A bagpiper played “Amazing Grace” and flags flew at half-staff Friday as Canadians grappled with the deadliest attack on police officers in 120 years, after four Mounties were slain during a raid on a marijuana farm in a rural western hamlet.

The slayings stunned a nation that prides itself on far fewer acts of gun violence than its neighbor to the south.

“Canadians are shocked by this brutality and join me in condemning the violent acts that brought about these deaths,” Prime Minister Paul Martin said. He has called for a moment of silence before opening his Liberal Party’s annual conference later Friday.

The four Royal Canadian Mounted Police officers had been investigating a farm in Mayerthorpe, a small hamlet of some 1,300 people in western Alberta province.

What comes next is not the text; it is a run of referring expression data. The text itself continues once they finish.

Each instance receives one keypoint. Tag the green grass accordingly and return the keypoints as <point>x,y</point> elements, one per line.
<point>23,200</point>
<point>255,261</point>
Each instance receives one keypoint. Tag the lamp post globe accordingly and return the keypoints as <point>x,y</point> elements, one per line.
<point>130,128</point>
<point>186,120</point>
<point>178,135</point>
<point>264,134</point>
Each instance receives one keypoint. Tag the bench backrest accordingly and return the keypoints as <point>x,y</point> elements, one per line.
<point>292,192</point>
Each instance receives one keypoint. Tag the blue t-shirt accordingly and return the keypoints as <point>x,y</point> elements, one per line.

Killings unprecedented in recent history
Spokesman Cpl. Wayne Oakes said the four Mounties and the suspected gunman were found in a Quonset hut on the farm late Thursday. A government source told The Canadian Press the suspect killed himself after shooting the officers.

“The loss of four police officers is unprecedented in recent history,” said Bill Sweeney, commanding officer of the Mounties in Alberta. “I’m told you have to go back to about 1885 ... during the Northwest Rebellion to have a loss of this magnitude.”

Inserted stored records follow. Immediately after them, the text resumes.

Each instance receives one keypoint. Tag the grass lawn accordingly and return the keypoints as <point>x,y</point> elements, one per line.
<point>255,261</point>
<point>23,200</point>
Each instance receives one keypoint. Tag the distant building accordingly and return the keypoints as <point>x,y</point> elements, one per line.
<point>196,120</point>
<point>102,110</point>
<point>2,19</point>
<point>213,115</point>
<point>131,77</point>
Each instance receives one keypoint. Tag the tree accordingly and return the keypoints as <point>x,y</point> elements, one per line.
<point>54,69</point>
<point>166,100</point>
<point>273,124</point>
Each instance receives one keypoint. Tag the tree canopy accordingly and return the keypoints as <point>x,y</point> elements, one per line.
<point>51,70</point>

The Northwest Rebellion was an unsuccessful attempt by indigenous rebels to establish an independent nation in the northwestern frontier.

The Mounties, with their bright red tunics and broad-brimmed Stetsons, are as much a national symbol as a police force. Legend has it that the small Northwest Mounted Police, formed in 1873 to bring order to the Canadian west, wore their scarlet tunics so natives could readily distinguish them from the blue-coated U.S. cavalry.

The suspect was identified by police as 46-year-old James Roszko. Authorities said he had a long criminal record, including the use of illegal firearms and sexual assault.

Oakes said the Mounties were investigating reports of stolen property and marijuana on Roszko’s property.

Sgt. Rick Oncescu said two SWAT teams were called into the area and Mounties from surrounding jurisdictions also responded when the four officers did not respond to radio calls Thursday afternoon.

Flowers and tears
A woman played “Amazing Grace” on bagpipes as children laid flowers Friday at the flagpole in front of the Royal Canadian Mounted Police headquarters in Mayerthorpe.

Tracy Eisert, who used to serve the slain Mounties at the local Burger Baron, wept as she carried flowers. “I served these gentlemen where I work and I wanted to say thank you,” she said.

“This is something that happens in Hollywood, but it never happens here,” Albert Schalm, the town’s mayor, told CBC TV. “I think it will change the community. It will just make everybody more aware that there are drug problems, even out here in rural Canada.”

As documentary filmmaker Michael Moore pointed out in “Bowling for Columbine,” there are few reasons to lock your doors across this vast nation.

There were 152 homicides by firearms in Canada in 2002, according to federal statistics, compared with 11,829 homicides by guns in the United States for that same year.

A 1995 federal firearms law in Canada requires every firearm in the country be registered and each gun owner licensed.

But Canada is grappling with an increase in organized crime behind the multibillion-dollar marijuana industry.

Officers armed only with handguns
“It is an unprecedented and unspeakable loss,” Royal Canadian Mounted Police Commissioner Giuliano Zaccardelli said in a statement. “We know that these are the most serious challenges, made complicated by the involvement of organized crime, the availability of weapons and the risks posed by individuals who choose the path of violence and destruction over peace and good.”

The officers were armed only with handguns. Some have asked why they did not have better backup and how all four could have been killed by a single gunman.

Police identified the four Mounties as Peter Christopher Schiemann, Anthony Fitzgerald Orion Gordon, Lionide Nicholas Johnston and Brock Warren Myrol.

Myrol, 29, had been on the job for only two weeks.

“He loved the RCMP and all it stood for,” his family said in a statement. “Our country is hurting. We have lost four dedicated citizens who were willing to do something about it.”